[wp-trac] [WordPress Trac] #18311: Caption shortcode doesn't support markup in the caption.
WordPress Trac
wp-trac at lists.automattic.com
Fri Oct 21 20:59:16 UTC 2011
#18311: Caption shortcode doesn't support markup in the caption.
-------------------------+-----------------------------
Reporter: prettyboymp | Owner:
Type: enhancement | Status: new
Priority: normal | Milestone: Future Release
Component: TinyMCE | Version:
Severity: normal | Resolution:
Keywords: needs-patch |
-------------------------+-----------------------------
Changes (by jeremyclarke):
* cc: jer@… (added)
Comment:
The first step of the problem is in {{{image_add_caption()}}}, which is
attached to the {{{image_send_to_editor}}} filter and handles actually
inserting the caption shortcode into post content. Notably, the
{{{image_add_caption()}}} function is completely undocumented ( {@internal
Missing Short Description}}) so it's hard to know what was intended by
it's behavior, though clearly the idea was to simply remove anything that
might be offensive inside a shortcode attribute without consideration for
formatting that might be important to preserve.

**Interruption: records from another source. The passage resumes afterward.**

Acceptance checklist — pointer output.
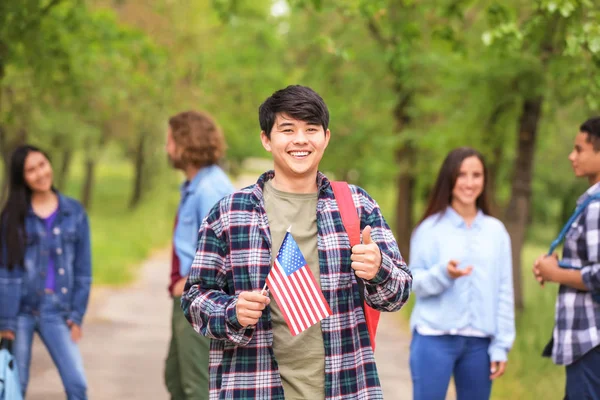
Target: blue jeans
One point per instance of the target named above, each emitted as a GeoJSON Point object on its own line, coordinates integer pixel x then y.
{"type": "Point", "coordinates": [434, 359]}
{"type": "Point", "coordinates": [583, 377]}
{"type": "Point", "coordinates": [52, 327]}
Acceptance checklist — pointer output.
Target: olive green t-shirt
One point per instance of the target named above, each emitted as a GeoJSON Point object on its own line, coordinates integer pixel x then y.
{"type": "Point", "coordinates": [301, 358]}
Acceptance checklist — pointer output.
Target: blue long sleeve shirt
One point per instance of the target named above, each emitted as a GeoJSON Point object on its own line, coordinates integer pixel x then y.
{"type": "Point", "coordinates": [482, 300]}
{"type": "Point", "coordinates": [198, 196]}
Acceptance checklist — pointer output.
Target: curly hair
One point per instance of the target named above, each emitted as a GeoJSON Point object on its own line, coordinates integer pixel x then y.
{"type": "Point", "coordinates": [199, 136]}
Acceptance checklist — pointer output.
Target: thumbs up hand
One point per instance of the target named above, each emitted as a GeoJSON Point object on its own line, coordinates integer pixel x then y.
{"type": "Point", "coordinates": [366, 257]}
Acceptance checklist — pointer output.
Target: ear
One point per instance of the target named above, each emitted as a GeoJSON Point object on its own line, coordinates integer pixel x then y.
{"type": "Point", "coordinates": [265, 141]}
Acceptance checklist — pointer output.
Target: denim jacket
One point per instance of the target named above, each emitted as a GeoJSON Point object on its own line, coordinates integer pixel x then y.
{"type": "Point", "coordinates": [22, 288]}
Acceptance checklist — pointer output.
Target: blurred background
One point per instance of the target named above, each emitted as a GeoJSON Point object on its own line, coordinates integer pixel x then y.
{"type": "Point", "coordinates": [94, 82]}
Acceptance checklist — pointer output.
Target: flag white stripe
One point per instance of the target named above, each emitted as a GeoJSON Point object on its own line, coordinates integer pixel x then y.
{"type": "Point", "coordinates": [317, 298]}
{"type": "Point", "coordinates": [286, 295]}
{"type": "Point", "coordinates": [298, 305]}
{"type": "Point", "coordinates": [277, 290]}
{"type": "Point", "coordinates": [305, 306]}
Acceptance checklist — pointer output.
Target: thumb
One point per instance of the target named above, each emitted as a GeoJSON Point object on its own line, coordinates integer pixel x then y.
{"type": "Point", "coordinates": [366, 235]}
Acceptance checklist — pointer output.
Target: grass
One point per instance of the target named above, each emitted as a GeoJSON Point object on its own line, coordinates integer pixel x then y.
{"type": "Point", "coordinates": [528, 375]}
{"type": "Point", "coordinates": [123, 238]}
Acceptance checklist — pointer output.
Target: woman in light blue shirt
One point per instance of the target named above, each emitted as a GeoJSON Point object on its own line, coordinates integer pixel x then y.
{"type": "Point", "coordinates": [460, 257]}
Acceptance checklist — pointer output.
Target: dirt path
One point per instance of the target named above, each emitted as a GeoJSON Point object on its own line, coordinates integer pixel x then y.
{"type": "Point", "coordinates": [126, 334]}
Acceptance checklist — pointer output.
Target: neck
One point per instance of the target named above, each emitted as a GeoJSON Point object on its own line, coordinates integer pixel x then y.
{"type": "Point", "coordinates": [305, 184]}
{"type": "Point", "coordinates": [593, 179]}
{"type": "Point", "coordinates": [467, 211]}
{"type": "Point", "coordinates": [43, 197]}
{"type": "Point", "coordinates": [190, 172]}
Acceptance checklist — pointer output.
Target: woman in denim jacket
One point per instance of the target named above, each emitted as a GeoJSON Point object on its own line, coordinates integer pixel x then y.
{"type": "Point", "coordinates": [45, 269]}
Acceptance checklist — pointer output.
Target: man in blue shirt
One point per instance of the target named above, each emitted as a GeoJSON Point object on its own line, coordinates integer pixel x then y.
{"type": "Point", "coordinates": [576, 340]}
{"type": "Point", "coordinates": [194, 145]}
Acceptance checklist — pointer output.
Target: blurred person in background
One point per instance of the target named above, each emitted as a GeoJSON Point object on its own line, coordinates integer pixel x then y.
{"type": "Point", "coordinates": [575, 340]}
{"type": "Point", "coordinates": [463, 322]}
{"type": "Point", "coordinates": [194, 145]}
{"type": "Point", "coordinates": [45, 269]}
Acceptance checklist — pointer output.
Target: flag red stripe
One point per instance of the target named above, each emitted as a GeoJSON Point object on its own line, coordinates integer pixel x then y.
{"type": "Point", "coordinates": [318, 294]}
{"type": "Point", "coordinates": [287, 303]}
{"type": "Point", "coordinates": [303, 303]}
{"type": "Point", "coordinates": [280, 302]}
{"type": "Point", "coordinates": [307, 300]}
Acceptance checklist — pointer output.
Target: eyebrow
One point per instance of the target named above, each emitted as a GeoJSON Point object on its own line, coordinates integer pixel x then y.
{"type": "Point", "coordinates": [285, 124]}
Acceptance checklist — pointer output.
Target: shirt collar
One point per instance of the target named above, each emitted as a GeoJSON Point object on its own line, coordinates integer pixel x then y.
{"type": "Point", "coordinates": [322, 184]}
{"type": "Point", "coordinates": [188, 187]}
{"type": "Point", "coordinates": [451, 215]}
{"type": "Point", "coordinates": [593, 189]}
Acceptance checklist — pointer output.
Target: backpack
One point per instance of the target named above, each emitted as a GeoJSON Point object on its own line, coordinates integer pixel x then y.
{"type": "Point", "coordinates": [565, 229]}
{"type": "Point", "coordinates": [349, 215]}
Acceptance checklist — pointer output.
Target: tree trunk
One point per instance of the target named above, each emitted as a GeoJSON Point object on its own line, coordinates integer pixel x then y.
{"type": "Point", "coordinates": [405, 181]}
{"type": "Point", "coordinates": [405, 201]}
{"type": "Point", "coordinates": [88, 183]}
{"type": "Point", "coordinates": [496, 154]}
{"type": "Point", "coordinates": [517, 213]}
{"type": "Point", "coordinates": [63, 170]}
{"type": "Point", "coordinates": [139, 172]}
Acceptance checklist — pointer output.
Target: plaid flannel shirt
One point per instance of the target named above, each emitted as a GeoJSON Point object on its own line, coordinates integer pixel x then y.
{"type": "Point", "coordinates": [234, 255]}
{"type": "Point", "coordinates": [577, 315]}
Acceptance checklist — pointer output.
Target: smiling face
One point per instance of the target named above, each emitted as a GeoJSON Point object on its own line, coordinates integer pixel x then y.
{"type": "Point", "coordinates": [469, 183]}
{"type": "Point", "coordinates": [297, 147]}
{"type": "Point", "coordinates": [37, 172]}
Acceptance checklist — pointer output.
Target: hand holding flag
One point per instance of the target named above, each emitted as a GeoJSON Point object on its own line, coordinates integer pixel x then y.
{"type": "Point", "coordinates": [249, 307]}
{"type": "Point", "coordinates": [366, 257]}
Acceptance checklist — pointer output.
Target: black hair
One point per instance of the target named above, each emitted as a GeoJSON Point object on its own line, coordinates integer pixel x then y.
{"type": "Point", "coordinates": [592, 128]}
{"type": "Point", "coordinates": [441, 195]}
{"type": "Point", "coordinates": [299, 102]}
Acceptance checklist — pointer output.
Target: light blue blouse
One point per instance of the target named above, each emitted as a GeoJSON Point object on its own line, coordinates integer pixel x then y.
{"type": "Point", "coordinates": [482, 300]}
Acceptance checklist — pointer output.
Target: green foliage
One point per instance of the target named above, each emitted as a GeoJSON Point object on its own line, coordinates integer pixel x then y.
{"type": "Point", "coordinates": [122, 238]}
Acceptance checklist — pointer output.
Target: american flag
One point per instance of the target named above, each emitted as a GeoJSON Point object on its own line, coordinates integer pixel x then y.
{"type": "Point", "coordinates": [295, 288]}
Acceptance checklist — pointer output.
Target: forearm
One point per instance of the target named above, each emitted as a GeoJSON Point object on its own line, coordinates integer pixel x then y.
{"type": "Point", "coordinates": [571, 278]}
{"type": "Point", "coordinates": [212, 313]}
{"type": "Point", "coordinates": [79, 298]}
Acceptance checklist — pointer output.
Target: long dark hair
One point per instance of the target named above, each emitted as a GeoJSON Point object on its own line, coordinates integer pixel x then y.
{"type": "Point", "coordinates": [441, 196]}
{"type": "Point", "coordinates": [12, 230]}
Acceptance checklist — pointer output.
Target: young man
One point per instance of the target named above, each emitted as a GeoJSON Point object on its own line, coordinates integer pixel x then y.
{"type": "Point", "coordinates": [253, 353]}
{"type": "Point", "coordinates": [194, 145]}
{"type": "Point", "coordinates": [576, 336]}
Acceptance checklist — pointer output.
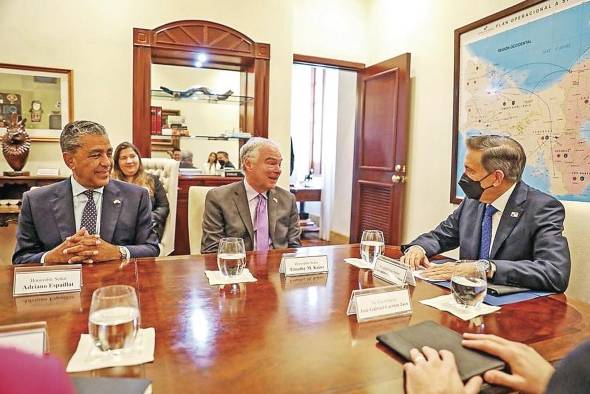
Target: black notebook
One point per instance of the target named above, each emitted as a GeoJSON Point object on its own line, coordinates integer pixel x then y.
{"type": "Point", "coordinates": [112, 385]}
{"type": "Point", "coordinates": [429, 333]}
{"type": "Point", "coordinates": [500, 290]}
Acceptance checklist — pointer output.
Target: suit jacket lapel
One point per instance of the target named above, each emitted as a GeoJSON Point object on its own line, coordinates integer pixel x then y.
{"type": "Point", "coordinates": [510, 217]}
{"type": "Point", "coordinates": [272, 206]}
{"type": "Point", "coordinates": [472, 249]}
{"type": "Point", "coordinates": [63, 209]}
{"type": "Point", "coordinates": [241, 201]}
{"type": "Point", "coordinates": [110, 211]}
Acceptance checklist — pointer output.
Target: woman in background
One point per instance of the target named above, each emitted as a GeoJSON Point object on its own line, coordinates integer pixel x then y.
{"type": "Point", "coordinates": [128, 168]}
{"type": "Point", "coordinates": [211, 166]}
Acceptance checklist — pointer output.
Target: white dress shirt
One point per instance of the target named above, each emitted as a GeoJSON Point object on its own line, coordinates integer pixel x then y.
{"type": "Point", "coordinates": [500, 205]}
{"type": "Point", "coordinates": [252, 196]}
{"type": "Point", "coordinates": [79, 200]}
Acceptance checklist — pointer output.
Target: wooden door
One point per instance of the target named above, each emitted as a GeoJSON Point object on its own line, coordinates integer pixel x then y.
{"type": "Point", "coordinates": [381, 138]}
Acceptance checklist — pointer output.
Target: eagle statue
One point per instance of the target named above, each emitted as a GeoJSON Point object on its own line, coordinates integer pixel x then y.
{"type": "Point", "coordinates": [16, 144]}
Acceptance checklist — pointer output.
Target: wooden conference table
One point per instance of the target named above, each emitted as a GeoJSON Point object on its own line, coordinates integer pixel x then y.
{"type": "Point", "coordinates": [278, 334]}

Interestingly the upload manager popup correctly saves whatever HTML you
insert in the caption without stripping it or showing an error. The
problem is that when the shortcode is inserted into the post,
{{{image_add_caption()}}} runs the following string replacement, which
completely neutralises any HTML in the caption by replacing it with HTML
entities:
{{{
$caption = str_replace( array( '>', '<', '"', "'" ),
array( '>', '<', '"', ''' ),
$caption
);
}}}
This is despite the fact that re-opening the image in the gallery shows
you that the HTML is still saved correctly and unmolested in the caption
field, which is very confusing. At a minimum the media uploader should not
save any HTML in the caption field that will not ultimately function in
the caption shortcode itself.
If the str_replace is removed then inserted HTML continues to not function
because when the actual $caption content is output, addslashes() is run on
it first( {{{addslashes($caption)}}}) which creates useless broken HTML.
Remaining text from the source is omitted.